Magnetic excitations in superconducting iron arsenides and cuprates: Analogies and differences

April 13 2010
Types d’événements
Séminaire LLB
Vladimir HINKOV
LLB – Bât 563 p15 (Grande Salle)
50 places
Vidéo Projecteur
13/04/2010
to 14:30

Starting with the pioneering work of Rossat-Mignod et al. in 1991, the thorough characterization of magnetic excitations in the high-Tc cuprates has contributed much to the understanding of superconductivity (SC) in these compounds. The resonance peak, which was later discovered to form part of the so-called hour-glass dispersion, is also observed in heavy-fermion superconductors, and carries information about the SC order parameter: In cuprates, it is a signature of d-wave superconductivity.

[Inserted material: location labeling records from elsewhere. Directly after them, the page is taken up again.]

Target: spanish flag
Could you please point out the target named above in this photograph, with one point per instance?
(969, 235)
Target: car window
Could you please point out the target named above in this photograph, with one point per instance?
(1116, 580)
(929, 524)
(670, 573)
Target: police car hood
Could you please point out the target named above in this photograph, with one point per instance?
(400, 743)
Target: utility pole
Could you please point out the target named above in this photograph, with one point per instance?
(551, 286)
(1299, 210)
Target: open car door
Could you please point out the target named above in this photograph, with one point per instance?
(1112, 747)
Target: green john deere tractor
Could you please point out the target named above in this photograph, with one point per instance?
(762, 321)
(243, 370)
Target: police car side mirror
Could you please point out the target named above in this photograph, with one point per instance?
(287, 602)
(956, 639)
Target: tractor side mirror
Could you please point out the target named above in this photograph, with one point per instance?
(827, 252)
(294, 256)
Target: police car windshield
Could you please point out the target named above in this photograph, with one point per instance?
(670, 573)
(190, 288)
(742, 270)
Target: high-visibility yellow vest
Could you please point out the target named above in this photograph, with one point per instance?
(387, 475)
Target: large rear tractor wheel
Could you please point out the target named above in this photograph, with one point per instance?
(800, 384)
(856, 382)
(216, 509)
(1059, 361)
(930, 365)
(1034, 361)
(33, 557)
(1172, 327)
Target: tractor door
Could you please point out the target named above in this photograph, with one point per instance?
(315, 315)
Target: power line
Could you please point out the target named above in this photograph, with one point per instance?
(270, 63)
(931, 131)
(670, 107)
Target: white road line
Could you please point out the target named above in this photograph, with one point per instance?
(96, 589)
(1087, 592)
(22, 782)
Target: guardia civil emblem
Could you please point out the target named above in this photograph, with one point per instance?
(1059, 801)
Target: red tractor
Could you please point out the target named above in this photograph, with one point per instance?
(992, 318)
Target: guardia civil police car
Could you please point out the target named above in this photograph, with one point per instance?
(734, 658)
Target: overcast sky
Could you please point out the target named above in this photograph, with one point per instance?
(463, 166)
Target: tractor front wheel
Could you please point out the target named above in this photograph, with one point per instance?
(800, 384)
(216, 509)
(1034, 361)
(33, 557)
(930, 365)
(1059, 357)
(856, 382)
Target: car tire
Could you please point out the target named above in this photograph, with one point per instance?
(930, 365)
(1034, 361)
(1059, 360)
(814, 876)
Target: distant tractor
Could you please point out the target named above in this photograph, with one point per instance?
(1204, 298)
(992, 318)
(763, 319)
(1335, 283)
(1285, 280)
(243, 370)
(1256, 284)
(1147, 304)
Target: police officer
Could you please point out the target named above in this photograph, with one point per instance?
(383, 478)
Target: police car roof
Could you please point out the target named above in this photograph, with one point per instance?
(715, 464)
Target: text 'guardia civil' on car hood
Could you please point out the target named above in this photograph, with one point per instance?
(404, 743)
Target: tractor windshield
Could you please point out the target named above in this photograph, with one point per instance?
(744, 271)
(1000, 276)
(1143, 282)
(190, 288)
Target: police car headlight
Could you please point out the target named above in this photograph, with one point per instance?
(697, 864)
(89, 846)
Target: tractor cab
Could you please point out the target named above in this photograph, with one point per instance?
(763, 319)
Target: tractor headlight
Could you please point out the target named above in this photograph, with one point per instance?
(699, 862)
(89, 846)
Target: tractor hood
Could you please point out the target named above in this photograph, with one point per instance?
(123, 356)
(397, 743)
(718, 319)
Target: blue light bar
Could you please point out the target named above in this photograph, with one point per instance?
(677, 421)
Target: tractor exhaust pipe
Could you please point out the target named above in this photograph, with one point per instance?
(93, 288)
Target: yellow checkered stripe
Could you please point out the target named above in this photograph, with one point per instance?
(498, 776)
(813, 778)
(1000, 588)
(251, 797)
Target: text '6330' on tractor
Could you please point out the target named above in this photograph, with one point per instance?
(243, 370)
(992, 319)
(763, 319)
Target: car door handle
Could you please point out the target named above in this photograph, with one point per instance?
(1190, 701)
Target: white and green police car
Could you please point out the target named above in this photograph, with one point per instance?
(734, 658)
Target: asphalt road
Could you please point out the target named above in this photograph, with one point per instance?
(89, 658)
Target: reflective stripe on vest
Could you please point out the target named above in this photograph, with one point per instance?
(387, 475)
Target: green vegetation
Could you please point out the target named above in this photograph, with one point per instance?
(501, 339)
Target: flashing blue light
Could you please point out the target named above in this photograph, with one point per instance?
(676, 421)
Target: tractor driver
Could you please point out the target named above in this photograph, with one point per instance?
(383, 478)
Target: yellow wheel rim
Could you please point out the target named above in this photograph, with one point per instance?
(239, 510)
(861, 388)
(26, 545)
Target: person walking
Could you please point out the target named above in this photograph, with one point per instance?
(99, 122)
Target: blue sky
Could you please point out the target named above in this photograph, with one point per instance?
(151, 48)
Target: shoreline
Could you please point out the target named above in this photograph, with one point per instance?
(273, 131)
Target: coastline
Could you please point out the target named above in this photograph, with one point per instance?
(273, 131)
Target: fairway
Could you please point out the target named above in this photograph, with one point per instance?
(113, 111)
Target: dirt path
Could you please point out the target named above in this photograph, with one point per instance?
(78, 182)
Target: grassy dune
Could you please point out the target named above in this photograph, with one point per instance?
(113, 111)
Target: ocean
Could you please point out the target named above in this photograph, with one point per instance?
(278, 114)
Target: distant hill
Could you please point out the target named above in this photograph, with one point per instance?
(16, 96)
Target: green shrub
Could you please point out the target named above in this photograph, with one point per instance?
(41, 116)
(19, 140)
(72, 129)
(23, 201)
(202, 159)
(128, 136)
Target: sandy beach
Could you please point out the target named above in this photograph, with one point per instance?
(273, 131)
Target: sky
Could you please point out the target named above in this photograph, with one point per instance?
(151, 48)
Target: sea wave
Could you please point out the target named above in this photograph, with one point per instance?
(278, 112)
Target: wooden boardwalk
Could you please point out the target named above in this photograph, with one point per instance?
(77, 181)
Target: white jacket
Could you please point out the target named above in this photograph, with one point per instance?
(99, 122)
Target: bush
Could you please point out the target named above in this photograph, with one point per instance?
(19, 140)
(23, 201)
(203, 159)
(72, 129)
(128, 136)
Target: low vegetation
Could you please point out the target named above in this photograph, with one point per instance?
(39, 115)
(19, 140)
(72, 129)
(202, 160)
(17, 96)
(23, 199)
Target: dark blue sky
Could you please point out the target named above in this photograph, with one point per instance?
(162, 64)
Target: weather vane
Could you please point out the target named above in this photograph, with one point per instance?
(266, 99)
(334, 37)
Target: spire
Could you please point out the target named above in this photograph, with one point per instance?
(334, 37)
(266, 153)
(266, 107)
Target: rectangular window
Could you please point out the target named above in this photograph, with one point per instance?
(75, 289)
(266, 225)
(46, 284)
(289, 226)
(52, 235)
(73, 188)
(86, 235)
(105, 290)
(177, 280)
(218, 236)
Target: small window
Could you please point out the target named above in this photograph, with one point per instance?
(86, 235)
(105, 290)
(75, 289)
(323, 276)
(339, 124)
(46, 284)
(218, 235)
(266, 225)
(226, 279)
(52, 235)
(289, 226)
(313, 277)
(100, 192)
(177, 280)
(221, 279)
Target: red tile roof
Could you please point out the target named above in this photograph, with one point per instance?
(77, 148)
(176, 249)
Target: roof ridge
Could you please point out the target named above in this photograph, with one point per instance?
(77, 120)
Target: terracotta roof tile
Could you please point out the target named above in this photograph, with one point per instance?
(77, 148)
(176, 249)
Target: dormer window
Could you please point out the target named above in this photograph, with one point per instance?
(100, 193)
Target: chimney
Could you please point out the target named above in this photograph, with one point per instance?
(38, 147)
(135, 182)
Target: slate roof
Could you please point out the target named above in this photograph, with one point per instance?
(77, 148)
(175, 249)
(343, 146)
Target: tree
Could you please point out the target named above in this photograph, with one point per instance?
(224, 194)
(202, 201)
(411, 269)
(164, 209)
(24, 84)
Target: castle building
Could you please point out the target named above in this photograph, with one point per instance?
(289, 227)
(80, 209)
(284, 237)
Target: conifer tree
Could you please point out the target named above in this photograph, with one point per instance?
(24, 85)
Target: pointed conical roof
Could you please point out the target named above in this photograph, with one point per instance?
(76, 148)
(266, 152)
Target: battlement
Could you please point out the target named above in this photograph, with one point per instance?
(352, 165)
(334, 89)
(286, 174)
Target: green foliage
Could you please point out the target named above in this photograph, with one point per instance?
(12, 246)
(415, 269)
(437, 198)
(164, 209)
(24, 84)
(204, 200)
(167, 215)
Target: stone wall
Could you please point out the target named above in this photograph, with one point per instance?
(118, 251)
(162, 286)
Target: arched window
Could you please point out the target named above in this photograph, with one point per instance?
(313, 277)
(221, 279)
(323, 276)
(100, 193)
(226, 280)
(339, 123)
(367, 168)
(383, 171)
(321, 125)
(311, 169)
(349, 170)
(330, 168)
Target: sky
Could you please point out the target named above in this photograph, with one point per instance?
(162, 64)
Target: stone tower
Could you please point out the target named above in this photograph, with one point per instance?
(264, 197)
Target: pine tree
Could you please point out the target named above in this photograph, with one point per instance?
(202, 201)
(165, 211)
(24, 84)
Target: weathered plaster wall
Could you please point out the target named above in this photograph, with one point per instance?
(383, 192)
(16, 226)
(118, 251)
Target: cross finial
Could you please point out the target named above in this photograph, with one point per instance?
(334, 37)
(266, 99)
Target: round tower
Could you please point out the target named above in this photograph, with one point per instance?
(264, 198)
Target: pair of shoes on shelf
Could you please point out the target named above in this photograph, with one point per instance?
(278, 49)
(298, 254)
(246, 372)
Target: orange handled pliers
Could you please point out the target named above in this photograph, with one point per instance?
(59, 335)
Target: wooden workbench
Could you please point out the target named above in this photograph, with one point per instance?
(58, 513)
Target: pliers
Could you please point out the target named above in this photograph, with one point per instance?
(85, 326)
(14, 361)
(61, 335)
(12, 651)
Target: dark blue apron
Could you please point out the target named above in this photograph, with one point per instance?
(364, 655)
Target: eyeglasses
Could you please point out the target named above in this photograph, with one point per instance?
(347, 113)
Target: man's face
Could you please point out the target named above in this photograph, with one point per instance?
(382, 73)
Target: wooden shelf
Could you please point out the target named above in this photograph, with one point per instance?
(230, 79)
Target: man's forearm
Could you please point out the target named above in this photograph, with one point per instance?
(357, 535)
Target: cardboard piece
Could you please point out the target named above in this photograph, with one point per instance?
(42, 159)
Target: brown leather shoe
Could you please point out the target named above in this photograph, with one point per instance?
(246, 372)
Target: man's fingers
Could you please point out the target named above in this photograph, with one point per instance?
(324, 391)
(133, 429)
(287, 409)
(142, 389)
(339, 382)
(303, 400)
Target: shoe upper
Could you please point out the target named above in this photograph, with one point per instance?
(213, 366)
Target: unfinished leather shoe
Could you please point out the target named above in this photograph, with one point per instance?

An exciting observation in the recently discovered iron-based superconductors is the presence of a resonance peak – in this family, it was shown that the resonance is compatible with a sign-reversed s-wave order parameter.

In my talk, I will first briefly outline the properties of the magnetic excitations in the antiferromagnetically ordered parent compounds of iron arsenides and cuprates. Then, I will discuss the salient features of the excitation spectrum in the superconducting cuprate YBa2Cu3O6+x, with particular emphasis on the resonance feature and its dispersion. Then I will concentrate on the spin excitations in superconducting BaFe2-x(Co,Ni)xAs2, present the properties of the resonance and argue that this system is more likely to be explained within the framework of conventional weak-coupling and not too-strongly-correlated approaches. Finally, I will compare the out-of-plane dispersion of the resonance in cuprates and iron arsenides and draw conclusions about the dimensionality of the physics in the two systems.